Kashi is currently working on a long-term project, Aging in America, which has received grants from the Open Society Foundations’ Project on Death in America and the Robert Wood Johnson Foundation. The first feature from this project focused on the “graying” of America’s prison population and received an award in Pictures of the Year 55 (1997).

Artist Statement

Ed Kashi

The twentieth century has given us the gift of longevity. It has also exposed some disturbing wrinkles in our society. For decades, our country has ventured down the road of prosperity, kneeling at the altars of youth and independence. Along the way we have marginalized our elders and behaved as though they should be able to take care of themselves. With more people living longer than at any time in history, our families and social institutions are straining under the pressure of the needs of the elderly.

In 1995, after more than eight years of working predominantly outside the United States, I wanted to identify one of the great themes impacting America during my lifetime and explore a universe with cutting-edge social and political issues. This personal, intellectual, and ultimately journalistic process led me to Aging in America.

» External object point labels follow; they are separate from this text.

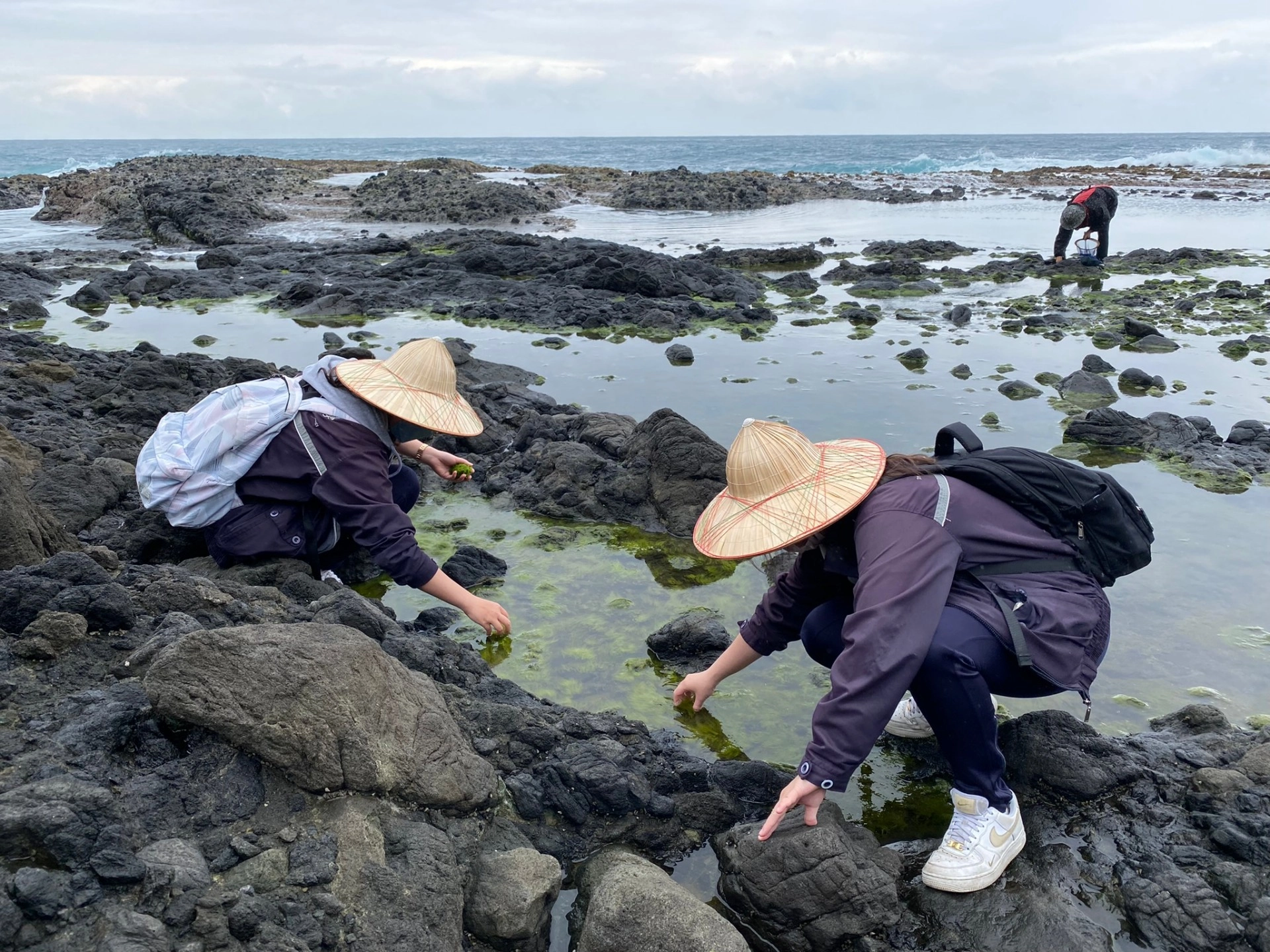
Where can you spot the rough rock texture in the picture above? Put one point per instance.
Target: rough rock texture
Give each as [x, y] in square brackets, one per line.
[810, 889]
[1189, 444]
[324, 705]
[509, 898]
[626, 903]
[693, 641]
[1086, 389]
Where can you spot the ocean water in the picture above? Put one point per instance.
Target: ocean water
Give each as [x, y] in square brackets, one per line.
[829, 154]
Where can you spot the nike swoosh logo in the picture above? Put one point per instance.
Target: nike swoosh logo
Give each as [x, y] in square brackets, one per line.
[999, 841]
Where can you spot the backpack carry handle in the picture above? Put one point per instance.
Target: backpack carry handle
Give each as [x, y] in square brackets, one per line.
[959, 432]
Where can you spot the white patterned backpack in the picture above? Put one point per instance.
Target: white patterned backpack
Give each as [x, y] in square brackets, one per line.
[190, 465]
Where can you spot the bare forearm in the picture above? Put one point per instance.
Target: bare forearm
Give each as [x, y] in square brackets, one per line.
[444, 588]
[737, 658]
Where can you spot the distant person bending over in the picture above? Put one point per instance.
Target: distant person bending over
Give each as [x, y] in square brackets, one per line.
[1091, 210]
[335, 479]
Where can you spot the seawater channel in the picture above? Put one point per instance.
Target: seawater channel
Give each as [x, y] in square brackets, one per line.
[1194, 626]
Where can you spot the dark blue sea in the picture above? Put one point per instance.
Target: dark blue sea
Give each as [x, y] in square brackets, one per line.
[779, 154]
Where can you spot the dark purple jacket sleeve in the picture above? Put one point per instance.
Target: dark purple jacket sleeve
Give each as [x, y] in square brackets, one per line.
[907, 563]
[357, 491]
[779, 617]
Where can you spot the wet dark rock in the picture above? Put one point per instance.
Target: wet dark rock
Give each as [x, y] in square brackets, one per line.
[472, 567]
[769, 258]
[1154, 344]
[27, 311]
[1017, 390]
[693, 641]
[1096, 365]
[1176, 441]
[915, 358]
[218, 258]
[28, 532]
[1250, 433]
[810, 889]
[626, 903]
[1136, 379]
[1134, 328]
[796, 284]
[919, 251]
[680, 354]
[552, 343]
[1052, 750]
[117, 867]
[1086, 389]
[446, 196]
[271, 690]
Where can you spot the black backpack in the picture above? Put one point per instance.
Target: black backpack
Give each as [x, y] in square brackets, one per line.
[1085, 508]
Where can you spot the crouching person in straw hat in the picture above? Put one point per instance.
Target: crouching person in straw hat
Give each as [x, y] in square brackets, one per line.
[337, 479]
[876, 597]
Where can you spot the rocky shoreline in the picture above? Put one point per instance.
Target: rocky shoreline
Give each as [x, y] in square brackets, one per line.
[251, 760]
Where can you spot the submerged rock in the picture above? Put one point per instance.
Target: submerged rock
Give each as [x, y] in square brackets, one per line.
[810, 889]
[1017, 390]
[693, 641]
[1086, 389]
[680, 354]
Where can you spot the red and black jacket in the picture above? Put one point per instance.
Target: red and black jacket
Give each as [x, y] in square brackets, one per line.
[1100, 204]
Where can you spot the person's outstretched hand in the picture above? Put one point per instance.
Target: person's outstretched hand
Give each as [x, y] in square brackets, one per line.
[796, 791]
[489, 616]
[700, 686]
[441, 463]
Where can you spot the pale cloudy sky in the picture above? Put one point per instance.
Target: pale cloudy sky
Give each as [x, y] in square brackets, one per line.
[78, 69]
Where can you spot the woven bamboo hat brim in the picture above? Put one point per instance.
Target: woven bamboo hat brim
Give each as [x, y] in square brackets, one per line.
[783, 488]
[417, 383]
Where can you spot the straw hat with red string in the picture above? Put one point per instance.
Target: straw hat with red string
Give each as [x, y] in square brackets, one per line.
[783, 488]
[417, 385]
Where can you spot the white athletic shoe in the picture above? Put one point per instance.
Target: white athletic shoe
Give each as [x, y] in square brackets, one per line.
[978, 847]
[908, 720]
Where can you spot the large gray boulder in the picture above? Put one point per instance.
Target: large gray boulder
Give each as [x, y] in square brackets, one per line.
[327, 706]
[632, 905]
[810, 889]
[28, 532]
[1086, 389]
[508, 902]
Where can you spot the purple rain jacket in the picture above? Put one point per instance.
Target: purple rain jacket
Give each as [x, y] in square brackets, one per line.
[907, 567]
[355, 489]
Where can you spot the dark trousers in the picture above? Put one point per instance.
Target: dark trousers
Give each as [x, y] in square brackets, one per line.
[269, 530]
[966, 666]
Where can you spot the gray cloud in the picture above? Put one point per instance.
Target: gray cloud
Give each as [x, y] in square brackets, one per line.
[389, 67]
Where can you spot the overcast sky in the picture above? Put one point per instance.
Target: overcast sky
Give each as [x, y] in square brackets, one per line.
[83, 69]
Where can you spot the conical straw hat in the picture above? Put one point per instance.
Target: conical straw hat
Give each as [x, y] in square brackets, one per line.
[783, 488]
[417, 383]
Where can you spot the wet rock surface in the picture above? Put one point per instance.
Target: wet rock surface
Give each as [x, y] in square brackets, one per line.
[159, 793]
[628, 903]
[1191, 444]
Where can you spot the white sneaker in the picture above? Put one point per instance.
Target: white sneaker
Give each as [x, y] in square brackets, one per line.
[908, 721]
[978, 847]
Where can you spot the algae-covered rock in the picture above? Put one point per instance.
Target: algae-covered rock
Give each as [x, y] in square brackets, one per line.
[1017, 390]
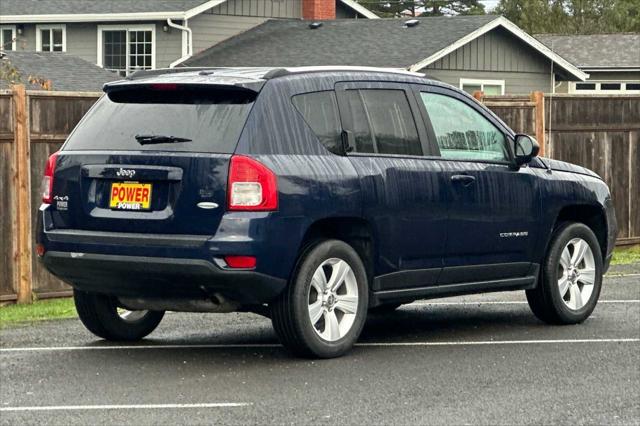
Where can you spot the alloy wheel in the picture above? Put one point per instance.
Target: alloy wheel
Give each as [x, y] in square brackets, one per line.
[577, 274]
[333, 299]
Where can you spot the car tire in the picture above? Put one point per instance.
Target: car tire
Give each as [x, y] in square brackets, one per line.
[387, 308]
[99, 314]
[571, 277]
[323, 309]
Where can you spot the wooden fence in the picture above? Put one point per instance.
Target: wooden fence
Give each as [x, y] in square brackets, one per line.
[33, 125]
[601, 133]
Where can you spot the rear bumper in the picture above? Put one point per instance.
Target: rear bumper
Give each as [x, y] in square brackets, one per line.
[159, 277]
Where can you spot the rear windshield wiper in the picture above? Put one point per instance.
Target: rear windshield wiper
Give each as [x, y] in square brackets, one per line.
[151, 139]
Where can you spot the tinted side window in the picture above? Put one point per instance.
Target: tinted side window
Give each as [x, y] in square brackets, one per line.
[382, 122]
[320, 111]
[463, 133]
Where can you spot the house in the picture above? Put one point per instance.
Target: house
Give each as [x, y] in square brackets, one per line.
[611, 60]
[129, 35]
[52, 69]
[484, 52]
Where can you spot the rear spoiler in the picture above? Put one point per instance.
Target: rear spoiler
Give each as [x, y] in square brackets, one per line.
[201, 80]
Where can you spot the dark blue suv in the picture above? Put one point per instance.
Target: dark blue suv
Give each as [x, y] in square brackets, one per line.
[312, 196]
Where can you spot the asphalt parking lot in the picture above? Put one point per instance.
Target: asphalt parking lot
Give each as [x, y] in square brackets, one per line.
[469, 360]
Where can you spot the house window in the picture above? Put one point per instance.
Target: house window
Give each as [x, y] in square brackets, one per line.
[51, 38]
[7, 37]
[488, 87]
[126, 49]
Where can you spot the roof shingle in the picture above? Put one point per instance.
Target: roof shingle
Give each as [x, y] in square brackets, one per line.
[596, 50]
[77, 7]
[378, 43]
[66, 72]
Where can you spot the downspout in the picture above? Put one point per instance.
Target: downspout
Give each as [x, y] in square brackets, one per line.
[188, 52]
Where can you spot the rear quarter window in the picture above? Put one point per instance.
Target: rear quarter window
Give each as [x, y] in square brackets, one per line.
[320, 111]
[211, 119]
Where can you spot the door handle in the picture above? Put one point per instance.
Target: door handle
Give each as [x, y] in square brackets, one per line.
[466, 180]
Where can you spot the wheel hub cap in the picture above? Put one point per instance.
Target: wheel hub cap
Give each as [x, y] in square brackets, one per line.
[333, 299]
[576, 274]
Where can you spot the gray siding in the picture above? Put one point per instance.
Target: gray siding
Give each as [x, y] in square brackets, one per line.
[82, 41]
[211, 29]
[616, 76]
[514, 82]
[260, 8]
[563, 87]
[497, 55]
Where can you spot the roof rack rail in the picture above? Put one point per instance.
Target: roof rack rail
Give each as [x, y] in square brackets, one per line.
[159, 71]
[284, 71]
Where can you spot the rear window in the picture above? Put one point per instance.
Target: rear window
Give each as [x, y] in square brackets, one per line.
[165, 118]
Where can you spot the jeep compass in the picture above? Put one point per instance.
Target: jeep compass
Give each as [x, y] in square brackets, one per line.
[311, 196]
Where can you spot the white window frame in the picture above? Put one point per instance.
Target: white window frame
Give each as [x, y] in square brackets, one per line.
[623, 87]
[40, 28]
[481, 82]
[13, 36]
[128, 29]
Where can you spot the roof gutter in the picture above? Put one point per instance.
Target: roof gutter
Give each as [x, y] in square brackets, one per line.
[187, 41]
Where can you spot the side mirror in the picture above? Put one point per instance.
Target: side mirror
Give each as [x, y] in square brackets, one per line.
[525, 148]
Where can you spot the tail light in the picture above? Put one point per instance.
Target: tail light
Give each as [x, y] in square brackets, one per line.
[251, 185]
[47, 179]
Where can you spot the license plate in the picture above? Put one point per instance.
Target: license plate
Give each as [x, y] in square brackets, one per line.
[130, 196]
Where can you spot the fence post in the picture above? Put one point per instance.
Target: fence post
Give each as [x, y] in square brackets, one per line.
[538, 99]
[22, 187]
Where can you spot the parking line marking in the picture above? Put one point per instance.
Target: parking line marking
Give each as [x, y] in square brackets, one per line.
[499, 342]
[274, 345]
[506, 302]
[125, 406]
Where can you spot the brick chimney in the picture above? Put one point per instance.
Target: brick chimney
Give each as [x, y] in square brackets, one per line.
[318, 9]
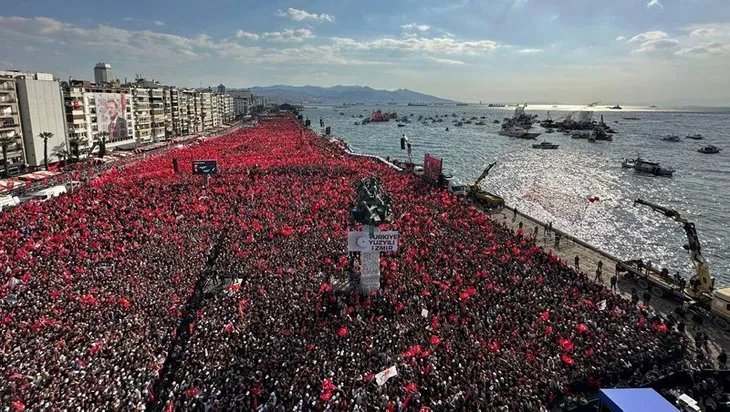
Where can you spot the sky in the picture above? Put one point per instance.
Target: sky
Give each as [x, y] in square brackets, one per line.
[559, 51]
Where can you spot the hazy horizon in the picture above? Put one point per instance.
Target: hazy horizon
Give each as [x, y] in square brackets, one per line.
[662, 52]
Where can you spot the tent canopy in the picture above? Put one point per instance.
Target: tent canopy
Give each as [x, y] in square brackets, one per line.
[634, 400]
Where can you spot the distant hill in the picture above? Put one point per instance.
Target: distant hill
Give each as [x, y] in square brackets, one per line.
[343, 94]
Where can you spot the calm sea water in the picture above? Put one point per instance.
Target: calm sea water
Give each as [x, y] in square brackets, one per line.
[554, 185]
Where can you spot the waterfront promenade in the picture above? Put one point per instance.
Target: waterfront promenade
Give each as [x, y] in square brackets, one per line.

Four years ago, I began documenting a new breed of “community” that has evolved to address the needs of elderly people. My wife and collaborator, writer Julie Winokur, has joined me in this quest. Since we began this project, we have seen a tidal wave of media attention celebrating the “wonder years,” with peppy stories about seniors who sky dive or run marathons. While these stories are inspirational, they do not address the real concerns of growing old that most Americans will face. In fact, they contribute to the “anti-aging” sentiment that is bent on defying this natural process. While examining some of the unprecedented opportunities facing elders, our project also explores the deterioration of body and mind. It is a sobering account of individuals fighting against time and of institutions contending with an aging society.

My ultimate goal is to create a living document that will contribute to our understanding of aging, and provide a clear-eyed account of what has become an abstracted and over-hyped marketing tool. It will challenge American society’s marginalization of the elderly by boldly illustrating how seniors are vital contributors to our families and communities. This project will help visualize the emerging issues of an aging society in order to help us prepare and adapt more successfully.

—Ed Kashi, spring 2000

Moving Walls is an annual exhibition series that explores a variety of social justice and human rights issues through documentary practice, and is produced by Open Society’s Culture and Art program. Moving Walls is exhibited at our offices in New York, London, and Washington, D.C., and includes five to nine discrete bodies of work.

Since 1998, Moving Walls has featured over 200 photographers and artists whose works address a variety of social justice and human rights issues.